Jean-Louis Rouanet, fameux armurier stéphanois dont l’atelier est au service de ses confrères y fit à partir d’août 1982, à 17 ans son apprentissage. Nanti d’un CAP de tourneur-fraiseur-ajusteur à Béziers, puis son CAP d’armurier à St-Etienne, il  y fit, c’est le cas de le dire, ses premières armes : « j’avais certes des notions, mais il fallait véritablement apprendre à travailler, et pour le jeune homme que j’étais  c’était une époque formidable : on passait de l’atelier à la clientèle, fallait de la polyvalence, de l’esprit d’initiative dans une période où démarrait par exemple l’archerie, et sur une grande échelle, le tir aux pigeons d’argile ».

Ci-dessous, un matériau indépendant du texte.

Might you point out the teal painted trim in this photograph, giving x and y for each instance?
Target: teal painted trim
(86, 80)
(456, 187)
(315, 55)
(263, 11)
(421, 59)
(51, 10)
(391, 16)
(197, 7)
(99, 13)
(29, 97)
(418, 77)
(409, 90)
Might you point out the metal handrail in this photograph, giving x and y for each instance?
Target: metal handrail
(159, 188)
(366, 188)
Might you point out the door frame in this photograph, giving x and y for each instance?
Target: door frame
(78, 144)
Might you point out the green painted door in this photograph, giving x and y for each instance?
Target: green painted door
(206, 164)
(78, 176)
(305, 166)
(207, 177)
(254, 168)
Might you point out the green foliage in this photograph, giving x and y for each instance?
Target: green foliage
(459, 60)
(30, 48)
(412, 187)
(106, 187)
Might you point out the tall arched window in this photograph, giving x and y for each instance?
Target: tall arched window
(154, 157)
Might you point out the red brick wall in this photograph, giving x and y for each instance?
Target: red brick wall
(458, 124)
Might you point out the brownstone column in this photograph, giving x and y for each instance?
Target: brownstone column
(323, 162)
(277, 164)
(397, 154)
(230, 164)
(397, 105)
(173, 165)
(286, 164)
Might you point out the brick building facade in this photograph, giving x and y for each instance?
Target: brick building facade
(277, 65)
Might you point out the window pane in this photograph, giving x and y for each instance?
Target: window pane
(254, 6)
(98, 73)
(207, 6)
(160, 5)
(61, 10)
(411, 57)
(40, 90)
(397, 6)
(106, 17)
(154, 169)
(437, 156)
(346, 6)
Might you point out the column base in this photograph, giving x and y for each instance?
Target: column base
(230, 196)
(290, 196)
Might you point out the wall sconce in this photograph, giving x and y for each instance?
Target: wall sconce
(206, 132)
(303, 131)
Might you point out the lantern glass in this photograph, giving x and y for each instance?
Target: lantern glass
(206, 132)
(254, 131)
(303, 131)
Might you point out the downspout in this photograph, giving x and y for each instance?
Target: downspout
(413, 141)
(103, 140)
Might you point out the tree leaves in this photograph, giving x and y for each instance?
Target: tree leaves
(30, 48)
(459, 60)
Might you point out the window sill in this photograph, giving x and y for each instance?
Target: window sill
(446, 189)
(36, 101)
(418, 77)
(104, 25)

Léon Querné avait cédé à ses enfants Marie-Thérèse et Jean Moreau (mariés en 1953) la co-gérance en 1971, puis la gérance libre en 1974, l’entreprise comptait alors 5 salariés au moment de l’importante mutation de l’armurerie et de la chasse française. Le marché européen s’ouvrit à une production notamment italienne pléthorique en matière d’armes, de munitions, la généralisation du superposé popularisé par le ball-trap, et l’avènement total du calibre 12. Le 16 s’estompa peu à peu du paysage, alors le 16 Magnum ! Le décès de Léon Querné en 1985, précéda de peu celle de son gendre Jean Moreau en 1986, et en mai 1987, l’entreprise dut fermer, le volume de l’affaire ne permettant pas une reprise par les confrères parisiens escomptant en faire une simple succursale.

JLR

Reste le souvenir d’armes françaises d’excellent niveau : un « fusil Kerné » classique en bon état se négocie autour de 1500 euros, et même 3500 pour les rares superposés en 20 et en 24 Magnum, dont un bel exemplaire se trouve encore au musée de la chasse de Gien. Et dans la fidélité à ce souvenir, et à celui de ses jeunes années, notons que l’ancien apprenti J.L.Rouanet désormais devenu un maître dans sa partie n’oublie jamais de venir saluer son ancienne patronne lorsque, de passage dans les landes bretonnes, il traque la mordorée…avec bien sûr un « fusil Kerné » en 20 magnum ! On le voit ci-contre à droite, en compagnie de Mme Moreau qui nous présente une belle arme de la production familiale marquée à ses initiales.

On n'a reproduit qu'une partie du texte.